The CSU needs to look forward, not backward, in funding to support its students
Note: The Friday “special topics” post this week is on higher education! Data for this post come from CSU statistical reports.
As a faculty member (read: professor) at California State University (CSU) San Bernardino, I am also a member of the California Faculty Association (CFA), which is the union which represents CSU faculty. The big news out of our union this past week is that negotiations over our next contract, between the CFA and CSU management, have collapsed. We have been allowed to declare an impasse after 18 months of negotiation and will now go into a phase of the negotiation process called “mediation”. If mediation fails, there are a few additional steps of fact-finding and negotiation, but it is possible that after we pass all those phases, that we will need to vote on whether to strike.
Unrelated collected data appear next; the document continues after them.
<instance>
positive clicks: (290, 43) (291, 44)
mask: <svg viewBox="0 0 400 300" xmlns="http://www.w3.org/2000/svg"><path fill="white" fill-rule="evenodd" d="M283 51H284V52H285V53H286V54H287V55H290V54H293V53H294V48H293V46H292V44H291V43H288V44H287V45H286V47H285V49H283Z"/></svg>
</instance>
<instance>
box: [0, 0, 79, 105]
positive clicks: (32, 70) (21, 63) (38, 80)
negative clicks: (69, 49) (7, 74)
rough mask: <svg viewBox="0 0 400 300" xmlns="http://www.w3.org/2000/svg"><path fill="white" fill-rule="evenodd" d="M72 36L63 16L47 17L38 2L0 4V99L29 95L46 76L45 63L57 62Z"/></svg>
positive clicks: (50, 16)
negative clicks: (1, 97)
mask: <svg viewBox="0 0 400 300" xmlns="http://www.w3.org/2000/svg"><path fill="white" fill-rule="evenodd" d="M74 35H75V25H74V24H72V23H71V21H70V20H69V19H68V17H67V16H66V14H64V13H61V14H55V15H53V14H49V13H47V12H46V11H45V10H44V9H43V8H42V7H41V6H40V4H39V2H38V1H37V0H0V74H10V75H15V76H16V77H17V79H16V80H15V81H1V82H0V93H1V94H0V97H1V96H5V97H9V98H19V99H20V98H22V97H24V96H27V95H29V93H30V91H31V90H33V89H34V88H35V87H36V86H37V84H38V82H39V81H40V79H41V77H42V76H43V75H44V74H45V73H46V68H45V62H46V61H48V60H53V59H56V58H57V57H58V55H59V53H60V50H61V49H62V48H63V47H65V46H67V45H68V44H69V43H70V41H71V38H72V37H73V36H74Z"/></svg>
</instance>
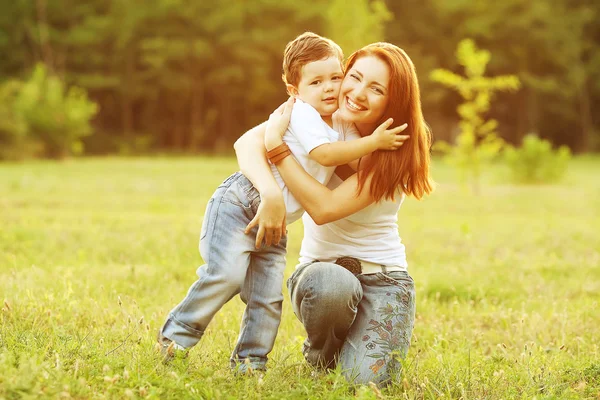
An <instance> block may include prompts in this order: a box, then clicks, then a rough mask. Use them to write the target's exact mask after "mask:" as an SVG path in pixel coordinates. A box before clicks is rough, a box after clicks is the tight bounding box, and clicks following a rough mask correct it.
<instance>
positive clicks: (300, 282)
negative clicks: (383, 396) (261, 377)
mask: <svg viewBox="0 0 600 400" xmlns="http://www.w3.org/2000/svg"><path fill="white" fill-rule="evenodd" d="M287 285H288V289H289V291H290V297H291V300H292V308H293V309H294V313H295V314H296V316H297V317H298V319H299V320H300V321H301V322H302V324H303V325H304V328H305V329H306V333H307V336H308V338H307V339H306V341H305V342H304V357H305V358H306V360H307V361H308V362H309V363H310V364H312V365H314V366H317V367H329V368H332V367H334V366H335V365H336V364H339V365H341V368H342V371H343V373H344V375H345V376H346V377H347V378H348V380H349V381H351V382H354V383H362V384H366V383H368V382H374V383H376V384H378V385H385V384H388V383H390V382H391V381H392V380H395V379H398V378H399V374H400V373H401V363H400V360H401V359H403V358H404V357H405V356H406V353H407V352H408V348H409V346H410V339H411V336H412V331H413V327H414V321H415V286H414V281H413V279H412V278H411V277H410V275H408V273H407V272H405V271H394V272H387V273H383V272H380V273H376V274H363V275H353V274H352V273H351V272H349V271H348V270H346V269H345V268H343V267H341V266H339V265H337V264H333V263H328V262H314V263H308V264H304V265H301V266H299V267H298V268H297V269H296V271H294V273H293V274H292V276H291V277H290V279H289V280H288V282H287Z"/></svg>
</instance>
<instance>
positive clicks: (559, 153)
mask: <svg viewBox="0 0 600 400" xmlns="http://www.w3.org/2000/svg"><path fill="white" fill-rule="evenodd" d="M504 159H505V161H506V163H507V165H508V167H509V168H510V171H511V175H512V179H513V181H515V182H519V183H545V182H553V181H557V180H558V179H560V178H561V177H563V176H564V174H565V172H566V170H567V165H568V163H569V160H570V159H571V151H570V150H569V148H568V147H567V146H560V148H558V149H557V150H556V151H554V150H552V144H551V143H550V142H549V141H548V140H544V139H540V138H539V137H538V136H537V135H533V134H529V135H527V136H525V137H524V138H523V143H522V145H521V147H520V148H515V147H513V146H508V147H506V148H505V149H504Z"/></svg>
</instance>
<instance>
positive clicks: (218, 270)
mask: <svg viewBox="0 0 600 400" xmlns="http://www.w3.org/2000/svg"><path fill="white" fill-rule="evenodd" d="M342 59H343V55H342V51H341V49H340V47H339V46H338V45H337V44H335V43H334V42H333V41H331V40H329V39H326V38H323V37H321V36H319V35H316V34H314V33H310V32H307V33H304V34H302V35H300V36H298V37H297V38H296V39H294V40H293V41H291V42H290V43H288V45H287V46H286V48H285V52H284V59H283V71H284V75H283V79H284V82H285V83H286V87H287V90H288V93H289V94H290V95H292V96H294V97H296V102H295V104H294V108H293V112H292V117H291V122H290V126H289V129H288V131H287V132H286V134H285V135H284V141H285V142H286V143H287V144H288V146H289V148H290V150H291V152H292V154H293V155H294V157H295V158H296V159H297V160H298V162H299V163H300V164H301V165H302V166H303V167H304V169H305V170H306V171H307V172H308V173H309V174H310V175H312V176H313V177H314V178H315V179H317V180H318V181H319V182H321V183H324V184H325V183H327V182H328V181H329V179H330V178H331V175H332V174H333V171H334V169H335V166H336V165H342V164H347V163H349V162H351V161H353V160H356V159H358V158H360V157H362V156H365V155H367V154H369V153H371V152H373V151H374V150H377V149H389V148H391V147H392V146H393V144H394V141H395V136H396V135H395V133H396V132H397V130H390V131H387V130H385V127H382V128H378V129H377V130H376V131H375V132H374V133H373V134H372V135H371V136H368V137H365V138H360V139H356V140H353V141H350V142H344V141H339V139H340V134H339V133H338V132H336V131H335V130H334V129H333V127H334V125H336V126H335V127H336V128H338V130H340V131H345V133H346V135H348V134H353V135H357V136H359V135H358V133H357V132H356V128H355V127H354V126H353V125H352V124H349V123H346V124H344V123H343V122H342V121H339V120H337V119H334V118H333V117H332V115H333V113H334V112H335V111H336V110H337V108H338V95H339V90H340V86H341V83H342V79H343V71H342ZM273 173H274V175H275V177H276V179H277V181H278V183H279V185H280V187H281V188H282V190H283V193H284V200H285V204H286V210H287V223H288V224H289V223H292V222H294V221H295V220H297V219H298V218H300V216H301V215H302V213H303V212H304V210H303V209H302V207H301V206H300V204H299V203H298V202H297V200H296V199H294V197H293V196H292V195H291V193H289V191H288V190H287V189H286V187H285V184H284V182H283V180H282V179H281V177H280V176H279V174H278V173H277V169H276V168H275V166H273ZM259 204H260V195H259V193H258V191H257V190H256V189H255V188H254V187H253V185H252V183H251V182H250V181H249V180H248V179H247V178H246V177H245V176H244V175H243V174H242V173H240V172H237V173H235V174H233V175H232V176H230V177H229V178H227V179H226V180H225V181H224V182H223V183H222V184H221V185H220V186H219V187H218V188H217V190H216V192H215V193H214V195H213V196H212V198H211V199H210V200H209V202H208V205H207V208H206V213H205V215H204V221H203V223H202V230H201V234H200V253H201V255H202V258H203V259H204V261H205V262H206V264H204V265H203V266H201V267H200V268H198V271H197V274H198V278H199V279H198V280H197V281H196V282H195V283H194V284H193V285H192V286H191V287H190V289H189V291H188V293H187V296H186V297H185V298H184V299H183V301H182V302H181V303H179V304H178V305H177V306H176V307H175V308H174V309H173V310H172V311H171V312H170V313H169V316H168V318H167V320H166V322H165V324H164V325H163V327H162V328H161V330H160V332H159V336H158V342H159V345H160V348H161V351H162V353H163V354H164V356H165V360H169V359H170V358H172V357H173V356H174V355H175V352H176V351H177V350H183V351H185V350H187V349H189V348H191V347H192V346H194V345H195V344H196V343H198V341H199V340H200V339H201V337H202V335H203V334H204V332H205V330H206V327H207V326H208V324H209V322H210V321H211V319H212V318H213V316H214V315H215V313H216V312H217V311H219V310H220V309H221V307H222V306H223V305H224V304H225V303H227V302H228V301H229V300H230V299H231V298H233V297H234V296H235V295H236V294H238V293H239V294H240V297H241V299H242V300H243V301H244V303H246V310H245V312H244V315H243V317H242V322H241V328H240V334H239V337H238V341H237V344H236V347H235V349H234V350H233V354H232V356H231V367H232V368H234V369H236V370H238V371H240V372H247V371H252V370H265V364H266V362H267V355H268V354H269V352H270V351H271V350H272V348H273V343H274V341H275V336H276V334H277V330H278V328H279V323H280V318H281V304H282V301H283V295H282V293H281V287H282V283H283V272H284V269H285V261H286V260H285V254H286V242H287V237H283V238H282V239H281V241H280V242H279V243H277V244H273V245H271V246H266V247H262V248H260V249H257V248H256V247H255V239H256V228H254V229H253V230H252V232H251V233H252V234H251V235H246V234H245V233H244V229H245V228H246V226H247V225H248V224H249V223H250V221H252V219H253V218H254V217H255V216H256V213H257V210H258V206H259ZM184 354H185V353H184Z"/></svg>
You can read the link above to learn about the CFA and CSU demands.
The last time the CFA was planning to strike was in 2016. It was our first new contract since the Great Recession, and faculty had gone many years without a raise. A few days before the week-long strike was set to occur in April 2016, the CFA came to an agreement with the CSU which protected many of our benefits and offered us about 10.5% in retroactive and future raises. So, the strike was ultimately cancelled and we could celebrate a few victories.
About a year after that strike, in 2017, the CFA published a report titled “Equity Interrupted”, which argued that the CSU had been drastically underfunded for many years. I cannot find the report online anymore, but you can email me if you’d like to read it. The main chart showed that funding per student had been trending downward for at least the past 10 years. This is a big deal because the CSU plays a very important role in generating social mobility and equity across California. It seemed like the CSU was abandoning that mission.
Last semester, a student in one of my classes (thanks Axel!) wanted to update that chart. Since 2015 (which is where the data ended), has funding continued to decline? Here is what they found:
Funding has gone up continuously, and is now higher, even after adjusting for inflation, than it has been in almost 20 years.
If the CSU can’t support faculty in the work they do to promote equity and achievement at “The People’s University”, it will be going against the grain of many years of public funding success. The ball is obviously in the CSU’s court.